Although property owners and landlords in California must maintain their premises in ways that would not threaten the safety of visitors who lawfully enter their properties, this is often not the case. Countless incidents occur every year in which slip-and-fall incidents cause serious injuries. Most people know that the property owner can be held responsible if there is proof of negligence, but many myths exist, making people doubt the viability of their claims.
Slip-and-fall accidents can happen on icy walkways, wet or slippery store floors, damaged surfaces in parking lots and more. A negligent property owner may be quick to tell fall victims that it was their own fault and that they do not have valid claims or that the hazard was obvious and should have been avoided. Even if a landlord claims that there were warning signs posted, victims should not be deterred from exploring their legal options because none of these circumstances automatically makes a claim invalid.

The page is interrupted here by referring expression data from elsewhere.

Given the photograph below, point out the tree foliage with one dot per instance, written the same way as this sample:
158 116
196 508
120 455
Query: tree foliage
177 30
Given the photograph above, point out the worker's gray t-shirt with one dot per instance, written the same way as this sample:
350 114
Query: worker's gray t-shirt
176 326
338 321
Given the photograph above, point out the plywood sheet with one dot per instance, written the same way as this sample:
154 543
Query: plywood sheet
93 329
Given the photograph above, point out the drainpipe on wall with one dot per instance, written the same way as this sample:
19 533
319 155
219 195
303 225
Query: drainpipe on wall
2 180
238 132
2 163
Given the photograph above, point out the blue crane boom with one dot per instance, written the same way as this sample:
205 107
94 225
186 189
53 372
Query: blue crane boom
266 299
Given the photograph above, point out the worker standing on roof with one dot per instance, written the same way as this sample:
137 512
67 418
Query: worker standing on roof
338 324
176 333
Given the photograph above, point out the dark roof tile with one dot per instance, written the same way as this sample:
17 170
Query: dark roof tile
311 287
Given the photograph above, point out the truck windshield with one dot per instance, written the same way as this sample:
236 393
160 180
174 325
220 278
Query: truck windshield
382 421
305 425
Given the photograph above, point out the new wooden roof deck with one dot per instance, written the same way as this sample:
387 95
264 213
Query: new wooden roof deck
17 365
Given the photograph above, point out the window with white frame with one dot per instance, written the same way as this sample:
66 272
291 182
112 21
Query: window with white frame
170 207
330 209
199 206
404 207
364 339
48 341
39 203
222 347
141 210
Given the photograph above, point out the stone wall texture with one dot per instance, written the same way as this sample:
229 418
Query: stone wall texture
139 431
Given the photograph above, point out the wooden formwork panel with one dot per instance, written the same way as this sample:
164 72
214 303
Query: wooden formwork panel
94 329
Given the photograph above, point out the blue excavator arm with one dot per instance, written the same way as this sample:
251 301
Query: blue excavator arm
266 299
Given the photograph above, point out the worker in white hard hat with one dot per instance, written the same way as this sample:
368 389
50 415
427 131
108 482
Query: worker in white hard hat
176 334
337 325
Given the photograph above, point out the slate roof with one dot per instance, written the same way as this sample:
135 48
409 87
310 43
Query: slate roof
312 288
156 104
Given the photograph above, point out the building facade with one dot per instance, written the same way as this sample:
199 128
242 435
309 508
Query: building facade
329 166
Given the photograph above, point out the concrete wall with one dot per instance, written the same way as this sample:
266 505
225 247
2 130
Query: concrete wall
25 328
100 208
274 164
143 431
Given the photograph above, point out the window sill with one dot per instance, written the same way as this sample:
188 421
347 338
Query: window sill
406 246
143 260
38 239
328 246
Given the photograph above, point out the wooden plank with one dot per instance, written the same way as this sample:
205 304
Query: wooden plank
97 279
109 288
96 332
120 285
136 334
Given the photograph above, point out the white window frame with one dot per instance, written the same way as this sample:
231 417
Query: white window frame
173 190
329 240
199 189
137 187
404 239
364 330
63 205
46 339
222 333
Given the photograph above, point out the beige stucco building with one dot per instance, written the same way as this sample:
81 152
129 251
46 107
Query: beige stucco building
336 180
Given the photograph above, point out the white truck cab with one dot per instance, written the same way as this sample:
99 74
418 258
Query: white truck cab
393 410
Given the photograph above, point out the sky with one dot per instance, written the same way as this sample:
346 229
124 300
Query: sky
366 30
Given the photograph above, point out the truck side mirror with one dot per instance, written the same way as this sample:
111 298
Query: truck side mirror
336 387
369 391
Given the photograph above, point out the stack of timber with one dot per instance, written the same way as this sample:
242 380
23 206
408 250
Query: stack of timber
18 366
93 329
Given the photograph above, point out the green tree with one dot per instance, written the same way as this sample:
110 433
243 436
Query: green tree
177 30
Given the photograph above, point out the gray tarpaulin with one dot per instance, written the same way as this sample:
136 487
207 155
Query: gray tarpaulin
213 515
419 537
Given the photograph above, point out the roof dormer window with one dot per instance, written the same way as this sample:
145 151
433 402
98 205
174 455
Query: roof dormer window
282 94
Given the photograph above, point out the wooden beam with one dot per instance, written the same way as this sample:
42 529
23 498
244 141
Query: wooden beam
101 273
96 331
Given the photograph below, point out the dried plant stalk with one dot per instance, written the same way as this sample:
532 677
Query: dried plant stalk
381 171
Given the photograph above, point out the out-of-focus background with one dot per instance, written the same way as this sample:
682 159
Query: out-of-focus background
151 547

There is a myth that says only expenses related to physical injuries can be claimed. The truth is that some slip-and-fall injuries are serious enough to cause permanent or long-term harm. In such cases, claims for lost income and future loss of earning ability can be filed, along with claims for emotional damages such as loss of life enjoyment or consortium.
With sufficient proof of negligence on the part of the California property owner, all financial and emotional damages might be recoverable. However, establishing negligence can be challenging, and many slip-and-fall victims choose to utilize the skills of experienced premises liability attorneys. A lawyer can assist with that and also the navigation of the legal procedures in pursuit of recovery.